3. Advancing Diagnostic Precision:
   One of the pillars of precision medicine is early and accurate diagnosis. With the vast array of data at your disposal, you can delve deeper into the intricacies of diseases, identifying subtle biomarkers and genetic signatures. This level of diagnostic precision holds the potential to revolutionize patient outcomes and save lives.
4. Unlocking the Secrets of Complex Diseases:
   As future medical professionals, you are no strangers to the challenges posed by complex diseases like cancer and neurological disorders. Big data offers a key to unlocking their secrets. By harnessing this data, you can explore the multifactorial nature of these conditions, paving the way for targeted therapies and groundbreaking research.
5. Bridging the Gap Between Research and Practice:
   The integration of big data into precision medicine bridges the gap between research and clinical practice. As medicine students, you can actively contribute to this vital process by engaging in data-driven research, translating cutting-edge discoveries into tangible improvements in patient care.

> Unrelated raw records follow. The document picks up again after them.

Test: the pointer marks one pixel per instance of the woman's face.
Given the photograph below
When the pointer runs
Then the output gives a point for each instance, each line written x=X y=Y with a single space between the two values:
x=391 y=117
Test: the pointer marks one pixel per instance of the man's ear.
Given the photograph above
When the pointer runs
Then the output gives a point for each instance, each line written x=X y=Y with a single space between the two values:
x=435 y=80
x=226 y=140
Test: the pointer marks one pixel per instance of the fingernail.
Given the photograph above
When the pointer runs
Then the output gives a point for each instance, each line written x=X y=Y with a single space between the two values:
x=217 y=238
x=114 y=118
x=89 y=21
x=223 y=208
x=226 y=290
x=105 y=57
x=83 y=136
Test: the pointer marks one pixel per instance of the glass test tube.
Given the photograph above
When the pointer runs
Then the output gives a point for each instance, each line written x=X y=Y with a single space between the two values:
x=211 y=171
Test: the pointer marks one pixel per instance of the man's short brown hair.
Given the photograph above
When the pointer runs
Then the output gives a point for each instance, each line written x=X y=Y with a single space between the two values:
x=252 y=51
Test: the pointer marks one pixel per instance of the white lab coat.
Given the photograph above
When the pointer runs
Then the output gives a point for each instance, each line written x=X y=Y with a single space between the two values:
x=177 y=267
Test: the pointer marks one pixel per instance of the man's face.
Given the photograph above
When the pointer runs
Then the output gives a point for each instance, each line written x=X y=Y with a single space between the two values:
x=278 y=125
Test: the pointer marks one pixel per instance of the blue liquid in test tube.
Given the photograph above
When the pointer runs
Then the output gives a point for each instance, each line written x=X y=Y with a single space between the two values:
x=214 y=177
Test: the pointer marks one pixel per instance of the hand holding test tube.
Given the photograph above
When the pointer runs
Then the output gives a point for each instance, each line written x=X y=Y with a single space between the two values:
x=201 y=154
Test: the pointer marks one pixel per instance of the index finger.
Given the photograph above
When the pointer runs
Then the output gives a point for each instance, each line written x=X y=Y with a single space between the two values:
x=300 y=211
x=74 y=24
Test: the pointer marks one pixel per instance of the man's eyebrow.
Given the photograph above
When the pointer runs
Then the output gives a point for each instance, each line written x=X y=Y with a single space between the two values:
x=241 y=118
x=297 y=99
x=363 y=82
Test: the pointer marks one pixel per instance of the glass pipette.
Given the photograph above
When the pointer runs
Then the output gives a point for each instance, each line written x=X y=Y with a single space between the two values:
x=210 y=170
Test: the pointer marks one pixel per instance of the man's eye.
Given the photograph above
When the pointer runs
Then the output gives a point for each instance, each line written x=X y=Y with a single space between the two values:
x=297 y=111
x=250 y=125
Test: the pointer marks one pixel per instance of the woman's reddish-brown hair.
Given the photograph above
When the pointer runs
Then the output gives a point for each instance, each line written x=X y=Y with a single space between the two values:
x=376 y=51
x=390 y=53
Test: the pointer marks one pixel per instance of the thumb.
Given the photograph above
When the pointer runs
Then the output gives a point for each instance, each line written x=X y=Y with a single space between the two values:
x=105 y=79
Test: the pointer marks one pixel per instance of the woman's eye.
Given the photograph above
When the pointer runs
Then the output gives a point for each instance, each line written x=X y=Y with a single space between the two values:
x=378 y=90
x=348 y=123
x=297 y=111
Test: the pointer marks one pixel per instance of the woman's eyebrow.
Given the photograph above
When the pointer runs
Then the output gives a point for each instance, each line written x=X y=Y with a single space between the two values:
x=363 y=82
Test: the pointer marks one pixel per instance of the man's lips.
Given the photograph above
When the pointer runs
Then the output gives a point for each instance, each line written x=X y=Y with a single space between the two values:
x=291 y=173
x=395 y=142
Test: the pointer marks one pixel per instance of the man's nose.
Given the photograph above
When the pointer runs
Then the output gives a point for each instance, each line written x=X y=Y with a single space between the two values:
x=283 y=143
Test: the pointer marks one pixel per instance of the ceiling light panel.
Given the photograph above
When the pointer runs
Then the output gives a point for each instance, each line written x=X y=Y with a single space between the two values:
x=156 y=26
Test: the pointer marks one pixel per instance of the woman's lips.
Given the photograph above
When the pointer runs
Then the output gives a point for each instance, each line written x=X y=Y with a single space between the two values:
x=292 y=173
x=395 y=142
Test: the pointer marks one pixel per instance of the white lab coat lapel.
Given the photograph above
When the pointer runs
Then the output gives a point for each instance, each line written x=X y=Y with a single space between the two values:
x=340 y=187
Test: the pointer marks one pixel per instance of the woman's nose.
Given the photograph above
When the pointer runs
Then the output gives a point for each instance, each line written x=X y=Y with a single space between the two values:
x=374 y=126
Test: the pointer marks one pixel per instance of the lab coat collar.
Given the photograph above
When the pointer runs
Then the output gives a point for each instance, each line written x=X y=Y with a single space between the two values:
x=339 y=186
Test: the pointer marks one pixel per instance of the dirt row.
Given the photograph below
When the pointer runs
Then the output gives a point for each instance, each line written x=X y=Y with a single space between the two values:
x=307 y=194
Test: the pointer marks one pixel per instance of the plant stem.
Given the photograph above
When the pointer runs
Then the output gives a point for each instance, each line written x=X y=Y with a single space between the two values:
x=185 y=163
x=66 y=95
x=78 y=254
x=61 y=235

6. Ethical Considerations and Patient Privacy:
   With the immense power of big data comes an equal responsibility to uphold ethical standards and protect patient privacy. As you navigate the world of precision medicine, it is essential to prioritize the ethical use and handling of patient information, ensuring that the potential benefits outweigh any potential risks.

Conclusion:
As medicine students, you are poised to embark on a transformative journey, shaping the future of healthcare through the lens of precision medicine and big data. The wealth of information at your disposal holds the promise of personalized patient care, diagnostic accuracy, and breakthroughs in understanding complex diseases. Embrace the opportunities presented by big data, and let it be a guiding light in your pursuit of becoming tomorrow’s compassionate and data-savvy healers. Together, we can revolutionize patient care and create a healthier and more resilient world.